Moving Externally Orchestrated Prefect Pipelines to Prefect Cloud
One of the things that makes Prefect such a great data pipeline framework (in my opinion) is the ability to write a pipeline as a standalone piece of code, and execute it independently of any built in scheduler or larger framework.
This is great for two reasons:
- Local testing becomes immensely easier.
- Integration with existing systems becomes possible without having to interface with some Prefect scheudler.
For those who might come from the Luigi world, these might seem obvious, but since many folks these days jumped right into Airflow, I find the second point above is not always appreciated as much as it might be.

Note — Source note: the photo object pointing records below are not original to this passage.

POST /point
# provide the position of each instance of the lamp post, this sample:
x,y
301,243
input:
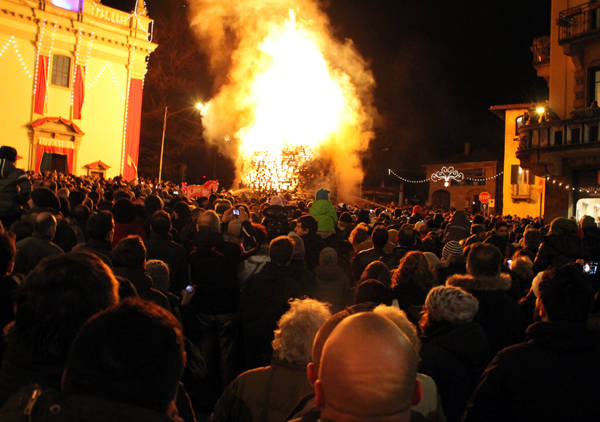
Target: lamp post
x,y
198,106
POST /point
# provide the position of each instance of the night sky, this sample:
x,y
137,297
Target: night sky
x,y
439,66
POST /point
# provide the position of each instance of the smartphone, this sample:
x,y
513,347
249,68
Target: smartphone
x,y
590,267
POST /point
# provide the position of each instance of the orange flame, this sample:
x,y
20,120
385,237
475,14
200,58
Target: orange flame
x,y
293,92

A nice part of building pipelines in Luigi was that we were always able to separate our internal task dependency logic (i.e inside the pipeline) from our pipeline scheduling or execution logic. This has the added benefit of making the transition from some other pipeline framework more painless, since we can first rewrite our pipeline as Luigi (or Prefect) pipeline (or Flow), and swap it in using the existing scheduler. Once we’ve sufficiently moved our pipeline code to the new framework, we can handle swapping out the orchestration (if we so desire.)
Similar to Luigi, Prefect allows one to handle these two aspects – intra-flow task dependencies and flow orchestration – totally separately at the framework level. Even better than Luigi though, Prefect fills in the gaps that many of these other frameworks lack.
While this is a subtle point to some, I hope other engineers that have had to perform large scale framework transitions of sprawling data estates appreciate the power that this kind of decoupling brings.
Prefect Cloud
In our last posts, we built a pipeline using Prefect that simulated an ELT process for Bridge & Tunnel Traffic Data. Conveniently, we didn’t need to spend any time thinking about how we would orchestrate the execution of our pipeline while building it, and that’s a good thing.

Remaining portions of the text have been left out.